The Proposal
Whenever a character moves or takes an action to do anything strenuous (including dash), the amount of time that can continue to hold their breath is reduced by 1 more round. This is in addition to the normal loss of breath from passage of time.
Optionally, if a character takes damage, they must make a Constitution save equal to 10 plus the damage taken or lose another round of breath. If they fail the save by 5 or more, they lose two rounds instead.
The Reasoning
According to the rules as written in the Player’s Handbook, a character can hold their breath for a number of minutes equal to 1 plus their Constitution modifier (minimum 30 seconds), after which they are out of breath and can survive for a number of rounds equal to their Constitution modifier (minimum 1 round) before they lose consciousness and start dying.

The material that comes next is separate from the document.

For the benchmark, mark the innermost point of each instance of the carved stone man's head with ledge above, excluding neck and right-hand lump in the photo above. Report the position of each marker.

My first problem is that there’s no distinction or mention of the difference between holding your breath (for minutes) and being out of breath but still conscious (a handful more rounds). Why the extra rounds at the end?
Secondarily, the rules make no mention about activity taken during this time. I have no problem believing that the average human (with 10 Constitution) can hold their breath for a minute, and that a more athletic person can hold it for upwards of three minutes—if they aren’t doing anything.
It seems nit-picky, perhaps, but consider how far your average PC can now swim underwater.
The Illustrative Example
Let’s say your character has 12 Constitution—slightly better than your average human—and a speed of 30 feet. This means that your character can stay underwater for 2 minutes plus 1 round (21 rounds total), and that their swim speed is effectively 15 feet, according again to the rules in the Player’s Handbook. Putting this together with the dash action, your character can swim 630 feet.
That’s a pretty fast time to start with. It’s nearly unthinkable though that anyone could do it without breathing the whole time. For some kind of baseline, when I swam competitively in high school, we would sometimes see how far we could swim underwater. My memory is a little foggy, but I think 50 yards was about my maximum, and the maximum for most of my peers on the team. That’s less than a quarter of the distance that the Player’s Handbook tells me I should be able to achieve. Even if my high school Constitution was average (a +0 modifier), that’s still less than half the distance.
Under my proposal, the hypothetical character’s underwater distance drops from 630 feet to 230 feet. That’s still quite a bit farther than I’ve ever managed to swim underwater as a trained competitive swimmer, but it’s much better than the current rules.
The Epilogue
Also my wife is very pretty. That’s not related to anything in this post, except that she’s sitting next to me patiently waiting for me to finish up and get to sleep.
I enjoyed the post (and the epilogue). Shameless, sir. Shameless.